Contrôleur technique et cause étrangère : quid de la faute des autres intervenants ?
Bonjour !
Dans cette vidéo, nous allons examiner ensemble la question de la cause étrangère dans le cadre de la responsabilité du contrôleur technique.
Vous le savez, le régime de la garantie décennale implique que les constructeurs ne peuvent pas être exonérés de leur responsabilité en prouvant leur absence de faute.
Seule une cause étrangère pourrait être exonératoire, à savoir : la force majeure, le fait d’un tiers ou la faute du maître de l’ouvrage.
C’est ce dont il ressort du second alinéa de l’article 1792 du Code Civil, qui dispose que la responsabilité civile décennale n’a point lieu si le constructeur prouve que les dommages proviennent d’une cause étrangère.
Le contrôleur technique est, comme les autres constructeurs, soumis à la présomption de la responsabilité civile décennale en vertu de l’article L. 125-2 du Code de la construction et de l’habitation.
Mais compte tenu de son rôle spécifique, il a été apporté à son régime de responsabilité des limitations qui ne profitent qu’à lui, à savoir que contrairement aux autres intervenants, qui ne peuvent pas s’exonérer de leur responsabilité civile décennale par la preuve de l’absence de faute, celle du contrôleur technique ne s’apprécie qu’au regard de la mission de ce dernier, qui est de donner des avis.
Le contrôleur technique peut donc s’exonérer de sa responsabilité si ses avis n’ont pas été suivis, et il n’est pas tenu de vérifier que ses avis ont été respectés, comme nous l’avions vu dans une précédente vidéo.
3ème Civ, 30 mars 1989, n° 88-10.945
3ème Civ 29 juin 2022, n° 21-16.511
Une fois ces principes posés, et vous le savez sans doute, une défense classique pour un locateur d’ouvrage dans un litige de construction est d’utiliser une réponse qu’on entend aussi dans les cours de récréation : « ce n’est pas moi, c’est lui ! ».
En réalité, vis-à-vis du maître d’ouvrage, cette défense est inutile : la présomption de responsabilité sera plus forte.

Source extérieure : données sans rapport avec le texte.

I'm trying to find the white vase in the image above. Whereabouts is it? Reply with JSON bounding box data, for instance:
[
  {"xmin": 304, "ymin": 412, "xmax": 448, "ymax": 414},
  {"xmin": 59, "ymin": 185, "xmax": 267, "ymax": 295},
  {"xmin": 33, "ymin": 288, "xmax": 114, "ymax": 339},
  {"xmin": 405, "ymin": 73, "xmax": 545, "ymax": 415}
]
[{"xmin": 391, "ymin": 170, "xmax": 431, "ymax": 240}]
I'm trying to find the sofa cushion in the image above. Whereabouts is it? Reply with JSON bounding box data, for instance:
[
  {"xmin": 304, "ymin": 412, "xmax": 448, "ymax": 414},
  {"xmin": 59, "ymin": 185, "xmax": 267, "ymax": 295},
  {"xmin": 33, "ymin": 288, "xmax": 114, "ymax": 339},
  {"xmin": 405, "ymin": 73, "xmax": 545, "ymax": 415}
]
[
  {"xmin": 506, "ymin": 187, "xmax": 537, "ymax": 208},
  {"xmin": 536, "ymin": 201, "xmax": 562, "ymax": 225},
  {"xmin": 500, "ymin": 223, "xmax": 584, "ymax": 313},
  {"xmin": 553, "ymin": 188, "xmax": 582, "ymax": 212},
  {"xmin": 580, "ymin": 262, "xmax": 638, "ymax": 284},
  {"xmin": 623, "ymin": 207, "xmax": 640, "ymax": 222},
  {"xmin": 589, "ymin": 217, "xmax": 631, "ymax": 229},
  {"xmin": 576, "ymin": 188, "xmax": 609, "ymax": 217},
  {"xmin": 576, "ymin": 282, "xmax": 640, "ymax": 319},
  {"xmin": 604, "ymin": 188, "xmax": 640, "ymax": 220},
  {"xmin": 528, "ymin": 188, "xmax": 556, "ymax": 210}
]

La Cour de Cassation est ainsi récemment venue rappeler que la cause étrangère ne peut pas résulter des fautes commises par les autres intervenants à l’opération de construction.
Dans l’affaire qui a donné lieu à l’arrêt du 14 septembre 2023, une SCI avait entrepris la restruction d’un bâtiment en quatre logements indépendants, et avait chargé une société d’une mission de contrôle technique.
3ème Civ, 14 septembre 2023, n° 22-13.375
Après une réception sans réserve, une société de fabrication de filets de pêche du Bassin d’Arcachon a acquis l’immeuble.
Confrontées à des désordres, la SCI et l’acquéreur ont assigné tous les intervenants en référé expertise, puis en indemnisation.
La Cour d’Appel a débouté les maîtres d’ouvrage de leurs demandes formulées à l’égard du contrôleur technique au motif qu’il n’était pas justifié d’un manquement à sa mission en relation de cause à effet avec les préjudices allégués.
Vous avez ici un aperçu du régime différent du contrôleur technique, puisqu’un constructeur classique ne peut pas faire valoir l’absence de faute pour se voir exonéré de toute responsabilité.
La Cour d’Appel avait relevé qu’il n’avait été transmis au contrôleur que de simples plans généraux, soulignant que même s’il avait réclamé les pièces nécessaires, il n’en aurait pas obtenu davantage puisque l’expert judiciaire lui-même n’avait pu obtenir que des documents très partiels.
Elle a souligné que le contrôleur n’avait été sollicité que huit mois après la réception, de sorte qu’il n’avait pas pu procéder à ses constatations en cours de construction, mais seulement consigner, après achèvement, les défauts de conformités, manques de finition, et désordres.
Les Premiers Juges en ont déduit que le contrôleur technique avait été empêché d’exécuter sa mission, en ne recevant aucun dossier de conception digne de ce nom.
La Cour de Cassation casse l’arrêt d’appel en rappelant que certes la responsabilité du contrôleur technique n’a pas lieu s’il prouve que les dommages proviennent d’une cause étrangère, mais celle-ci ne peut pas résulter des fautes commises par les autres intervenants à l’opération de construction.
Un contrôleur technique ne peut donc pas se prévaloir de la faute d’un autre constructeur pour tenter d’échapper à sa responsabilité vis-à-vis du maître d’ouvrage.
Cette ligne de défense ne pourra être soulevée que dans le cadre des recours entre constructeurs, pour déterminer la répartition de la dette entre les défendeurs condamnés.